The book romanticizes the southern loss in the civil war. And at times you’re made to think that the author is criticizing the evils of slavery when the protagonist has no problem in creating her own success,thinks it foolish to join the KKK, and distances herself from the culture that brought her up. But if you finish the book you quickly see how there’s a joke being played on the protagonist and you’re left to wonder if all along she was meant to fail because of her character and decisions.

Near the end Scarlett O’Hara is remorseful of the way she’s acted, for alienating herself from the southern neighbors she’s grown up with. In the end she is left with no one to turn to.

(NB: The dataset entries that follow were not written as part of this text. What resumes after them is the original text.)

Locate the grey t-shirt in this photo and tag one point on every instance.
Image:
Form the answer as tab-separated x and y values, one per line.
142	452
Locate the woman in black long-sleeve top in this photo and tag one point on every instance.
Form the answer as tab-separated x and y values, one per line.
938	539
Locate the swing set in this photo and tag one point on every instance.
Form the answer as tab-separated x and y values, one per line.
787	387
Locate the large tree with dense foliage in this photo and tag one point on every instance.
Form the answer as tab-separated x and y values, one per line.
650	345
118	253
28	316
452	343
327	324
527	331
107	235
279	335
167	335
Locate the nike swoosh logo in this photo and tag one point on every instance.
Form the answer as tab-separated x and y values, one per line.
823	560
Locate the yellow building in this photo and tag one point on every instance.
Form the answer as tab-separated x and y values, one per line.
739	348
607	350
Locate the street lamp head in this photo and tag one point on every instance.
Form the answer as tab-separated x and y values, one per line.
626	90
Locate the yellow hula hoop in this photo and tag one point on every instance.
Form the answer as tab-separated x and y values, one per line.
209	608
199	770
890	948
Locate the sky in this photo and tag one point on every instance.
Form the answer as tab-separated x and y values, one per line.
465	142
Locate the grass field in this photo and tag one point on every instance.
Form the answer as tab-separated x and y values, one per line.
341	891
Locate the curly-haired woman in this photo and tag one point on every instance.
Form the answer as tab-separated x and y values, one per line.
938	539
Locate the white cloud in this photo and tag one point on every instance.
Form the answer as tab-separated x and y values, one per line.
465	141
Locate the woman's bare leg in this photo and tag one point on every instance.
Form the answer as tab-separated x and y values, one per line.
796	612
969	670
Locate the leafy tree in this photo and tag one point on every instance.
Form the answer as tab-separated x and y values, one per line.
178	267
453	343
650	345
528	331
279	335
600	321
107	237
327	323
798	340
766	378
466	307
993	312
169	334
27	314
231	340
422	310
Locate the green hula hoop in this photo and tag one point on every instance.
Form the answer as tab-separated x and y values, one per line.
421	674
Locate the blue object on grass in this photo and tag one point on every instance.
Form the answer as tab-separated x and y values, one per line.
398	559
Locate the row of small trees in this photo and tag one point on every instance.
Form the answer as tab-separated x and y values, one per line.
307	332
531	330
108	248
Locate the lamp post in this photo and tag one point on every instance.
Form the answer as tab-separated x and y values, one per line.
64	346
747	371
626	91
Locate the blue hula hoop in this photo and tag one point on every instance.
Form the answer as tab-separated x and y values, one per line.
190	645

The novel is saying something about what happens in the quest to search for wealth but it also has a lot to say about turning your back on southern values.

Scarlett is not a likable character at all. She’s selfish, greedy, childish, bad tempered and almost comically vain. And her flaws like hitting a slave, leasing convicts to work her mill and having them worked to death, trying to and succeeding in stealing other people’s fiance’s and husbands, hating motherhood and hating children, and working with instead of against the northern “oppressors” to gain her wealth are part of the reasons she’s set up to be disliked and fail. But where the author paints Scarlett as an example of how a southern lady shouldn’t behave she goes on to say nothing of the men and women that support the clan, who fought for the south and are just as troubled as Scarlett. The message of GWTW is clear, blood lines over gumption, southern values over riches and  loyalty over everything. And the fact that they used slave labor to build their status of “gentlemen” is overlooked and forgiven because these are nice southern men and women.

But it was necessary for myself to read this book, especially at this time. Because as much as I disagree with a lot of the storytelling it is true that there are people who still wave the confederate flag like a badge of honor.That still believe the government has overlooked them in favor of others they think are less deserving. Whom feel their whole way of life is threatened. And as much as I don’t like it I have to learn to work with them if I don’t want things to turn back to pre-civil rights era, and that starts by understanding what’s in their heart. Next step- talk to someone who voted for Trump, ask them why and actually listen without turning red in the face and storming out of the room. I’ll let you know when I get there.